When people encounter issues with their car or microwave or any man-made object, they are more likely to put on their engineering hats and try to ‘fix’ the problem (oftentimes succeeding in doing so). I find this approach of dealing with ‘man-made’ things rather interesting because, this assumes that there is a solution that exists which can ‘discovered’ upon inspection. This is also common in GitHub repositories where tons of issues get reported regularly and, people are able to eventually resolve them by making changes to the code. Why do we believe that a solution must exist and pursue seeking it? Is it because it was made by another human being and ergo, a solution must exist? I am not sure, but it seems to serve as a motivation to try, which is powerful.
Having said that, I find it hard to transpose the same ‘fix it’ philosophy that applies so well to everyday things, to the study of nature. What are we trying to fix in nature? Well, if we were to let go of our perception that a scientist is someone who works in a lab and looks into a microscope all day, it becomes a little easier to tackle this question.

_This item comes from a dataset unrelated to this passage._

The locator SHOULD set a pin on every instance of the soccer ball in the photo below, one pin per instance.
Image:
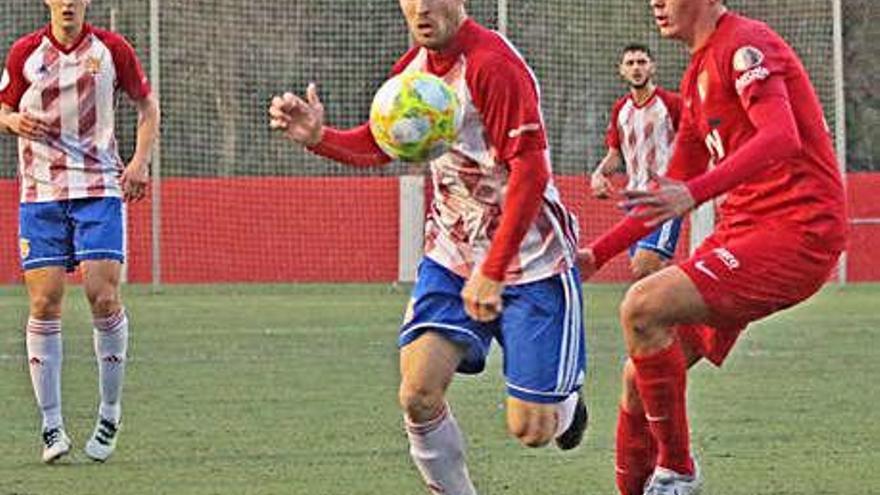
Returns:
(415, 117)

For example, what if we picture a particle physicist as someone who is fluent in python, QFT, GR and Group theory; works primarily on ‘front-end architecture of atomic particles’ and maintains a GitHub repo titled ‘my-standard-model’ where typical issues in the repo would be along the lines of ‘missing charge’, ‘Help:ValueError: Output contains NaN, infinity or a value too large for dtype(‘float64′).’ and so on; And every couple of months or so, some of these issues end up getting resolved and a PR follows? It sounds a little weird to say it out loud but, certainly conceivable. I guess what I am trying to get at is that, this feedback loop of ‘found issue in model/codebase –> report it –> try to fix it –> if resolved, close issue –> repeat’ might be more universally applicable than we thought.